Le casse-tête cette semaine chez Sherry est : siège.
D’ici on ne voit que lui, échoué près du grillage. Personne n’a envie de s’asseoir sur ce banc qui semble froid, lisse et dur en hiver, brûlant et râpeux l’été. Les amants s’y arrêtent pour un baiser furtif mais ne s’y attardent pas. Comme s’ils devinaient que je veille. Ce banc n’a pas besoin d’attouchements, et se passe de démonstrations de tendresse. Ma présence, ma jalousie en découragent plus d’un. A moins que ce ne soit la courbure de mes hanches, et la manière dont je bombe le ventre. Ou le mouvement de mes jambes pleines et lascives. Mon port de tête peut-être, fier altier, légèrement incliné, mon regard soumis. Ce banc est mon siège. Je l’aime et il m’appartient. C’est une brûlure, une histoire impossible, un sentiment éternel. Comme deux étudiants, chacun à une extrémité de l’amphi, se mangent des yeux et en oublient de noter le cours. Comme un petit poisson, un petit oiseau, s’aimant d’amour tendre et ne sachant guère s’y prendre.
Il y a ce message chuchoté par le vent et qui nous lie. Qui incommode les curieux. Ceux qui osent s'installer, se bouchent les oreilles, rajustent leurs écharpes l’hiver, et éternuent au soleil, l’été. Il y a la lumière des petits matins, quand le jardin est désert. Un brouillard plane sur la ville et nous enveloppe dans son écorce de coton, adoucit nos contours qu’il rend laiteux, opalescents. C’est l’unique instant où nos peaux de pierre sont en contact, où s’ébauche une caresse entre nous.
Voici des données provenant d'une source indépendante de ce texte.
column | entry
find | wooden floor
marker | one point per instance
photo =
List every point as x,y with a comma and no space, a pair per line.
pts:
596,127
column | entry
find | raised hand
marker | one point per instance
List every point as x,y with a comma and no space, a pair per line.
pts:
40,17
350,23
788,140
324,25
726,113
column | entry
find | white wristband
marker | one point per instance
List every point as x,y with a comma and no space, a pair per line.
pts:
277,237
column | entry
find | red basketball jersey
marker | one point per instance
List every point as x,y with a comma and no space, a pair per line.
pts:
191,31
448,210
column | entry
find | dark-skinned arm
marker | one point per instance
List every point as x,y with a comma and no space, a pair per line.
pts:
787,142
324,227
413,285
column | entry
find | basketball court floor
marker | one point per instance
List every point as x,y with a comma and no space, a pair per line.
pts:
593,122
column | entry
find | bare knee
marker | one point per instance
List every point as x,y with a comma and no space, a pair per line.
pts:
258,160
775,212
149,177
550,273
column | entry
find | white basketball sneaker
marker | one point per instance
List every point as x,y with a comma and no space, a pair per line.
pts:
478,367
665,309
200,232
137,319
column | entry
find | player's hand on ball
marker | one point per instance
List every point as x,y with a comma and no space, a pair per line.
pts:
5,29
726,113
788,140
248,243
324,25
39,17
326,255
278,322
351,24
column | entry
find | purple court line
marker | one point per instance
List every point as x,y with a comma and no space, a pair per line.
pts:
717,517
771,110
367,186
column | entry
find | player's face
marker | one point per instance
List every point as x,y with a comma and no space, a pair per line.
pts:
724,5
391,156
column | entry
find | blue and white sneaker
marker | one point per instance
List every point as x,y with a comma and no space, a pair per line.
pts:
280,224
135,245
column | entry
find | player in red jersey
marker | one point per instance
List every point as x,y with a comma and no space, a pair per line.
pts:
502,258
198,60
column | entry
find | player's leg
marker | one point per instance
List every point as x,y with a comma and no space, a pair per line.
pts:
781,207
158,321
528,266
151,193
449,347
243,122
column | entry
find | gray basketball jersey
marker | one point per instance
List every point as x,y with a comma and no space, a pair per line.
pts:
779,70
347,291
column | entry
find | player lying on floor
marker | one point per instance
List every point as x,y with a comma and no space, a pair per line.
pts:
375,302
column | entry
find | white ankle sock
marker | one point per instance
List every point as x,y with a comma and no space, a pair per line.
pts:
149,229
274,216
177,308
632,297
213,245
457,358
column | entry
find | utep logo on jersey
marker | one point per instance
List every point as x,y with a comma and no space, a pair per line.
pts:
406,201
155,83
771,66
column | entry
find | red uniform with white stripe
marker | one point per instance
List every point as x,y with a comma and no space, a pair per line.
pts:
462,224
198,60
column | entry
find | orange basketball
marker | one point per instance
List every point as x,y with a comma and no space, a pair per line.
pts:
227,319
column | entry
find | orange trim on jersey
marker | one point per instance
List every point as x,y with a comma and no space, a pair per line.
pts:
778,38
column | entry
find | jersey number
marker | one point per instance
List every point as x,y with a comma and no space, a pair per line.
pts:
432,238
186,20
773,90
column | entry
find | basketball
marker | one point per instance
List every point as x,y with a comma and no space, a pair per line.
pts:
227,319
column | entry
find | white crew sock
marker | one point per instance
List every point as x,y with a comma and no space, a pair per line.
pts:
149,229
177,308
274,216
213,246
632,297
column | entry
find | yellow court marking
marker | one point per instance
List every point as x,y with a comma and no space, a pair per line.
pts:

Certains y calent une fesse pour téléphoner, l’œil collé à la montre. Lire une annonce dans le journal, dévorer un croissant ou un sandwich, se poser essoufflé, rajuster le pantalon d’un enfant joueur. Ils ne s’enracinent pas. Ce siège n’incite ni à la rêverie ni à la confidence. Il éjecte. Et ressemble à un passant qu’une foule agacée aurait porté dans son flot puis déposé là, comme une barque ensablée. A la merci de mon regard.
Clin d’œil à l’exposition Eugène Atget, photographe, 1857-1927, au Musée Carnavalet à Paris. Photo : Cassandre, par le sculpteur André Millet, jardin des Tuileries, 1er arr., 1911.